La romancière Karine Tuil lauréate du prix Landerneau des lecteurs
La romancière Karine Tuil a reçu mercredi le 1er prix Landerneau des lecteurs pour son roman "L'insouciance" (Gallimard), un des livres les plus puissants de la rentrée littéraire qui ausculte les fractures de la société française.
C'est "un roman qui s?affronte et se confronte au monde contemporain et à des problématiques qui nous touchent, nous inquiètent. Karine Tuil le fait avec un vrai talent de raconteuse d?histoires au sein d?un récit haletant qui emporte le lecteur", a souligné l'écrivain Philippe Claudel, président du jury et par ailleurs membre de l'académie Goncourt.

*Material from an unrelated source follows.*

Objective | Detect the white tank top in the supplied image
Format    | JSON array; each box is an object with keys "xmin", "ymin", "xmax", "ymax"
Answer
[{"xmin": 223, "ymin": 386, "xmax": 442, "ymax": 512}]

Ce prix, le premier du genre, créé à l'initiative de Michel-Edouard Leclerc, est choisi par un jury de 200 lecteurs sélectionnés dans toute la France. Jusqu'alors, le prix Landerneau du roman -qui a récompensé l'an dernier Virginie Despentes- était décerné par un jury de libraires de l'enseigne. Il est doté de 10.000 euros.
"L'insouciance", le dixième roman de Karine Tuil, est également en lice pour le Grand prix du roman de l'Académie française et l'Interallié.
Avec ce roman ambitieux et captivant, la romancière poursuit son exploration de la violence du monde entamée dans des livres comme "Douce France" (2007) ou "L'invention de nos vies" (2013).
Quatre personnages s'entrecroisent: Romain, un lieutenant revenu traumatisé d'Afghanistan après la destruction de son unité par des talibans, Marion, une jeune et séduisante journaliste mariée à François Vely, homme d'affaires charismatique issu d'une famille juive convertie au catholicisme, et Osman, fils d'immigrés ivoiriens, ancien éducateur social en banlieue, devenu conseiller du président de la République (de droite).
Avec eux, Karine Tuil nous entraîne dans "les zones grises" de la société française contemporaine.
Le livre est dédiés "aux blessés" et on ne sort pas indemne de sa lecture. Il y a la violence absolue de la guerre bien sûr mais pas seulement. Une femme abandonnée ne trouve d'autre issue que le suicide, sous les ors des palais nationaux on sacrifie brutalement le protégé d'hier, le racisme et l'antisémitisme n'attendent qu'une étincelle pour devenir brasier.
Ce livre n'est "ni un documentaire, ni un livre à message" mais, insiste la romancière, interrogée récemment par l'AFP, "j'ai essayé d'être au plus près d'une représentation de la société, de saisir des instants".
Dans un style pugnace, elle pointe la dérive des communautarismes, la concurrence victimaire. "On a toujours intérêt à être pessimiste, tôt ou tard, la vie se charge de vous prouver que vous aviez raison", fait-elle dire à un de ses personnages. Tous perdront "une forme de légèreté. Ce qui restait d'enfance. L'insouciance".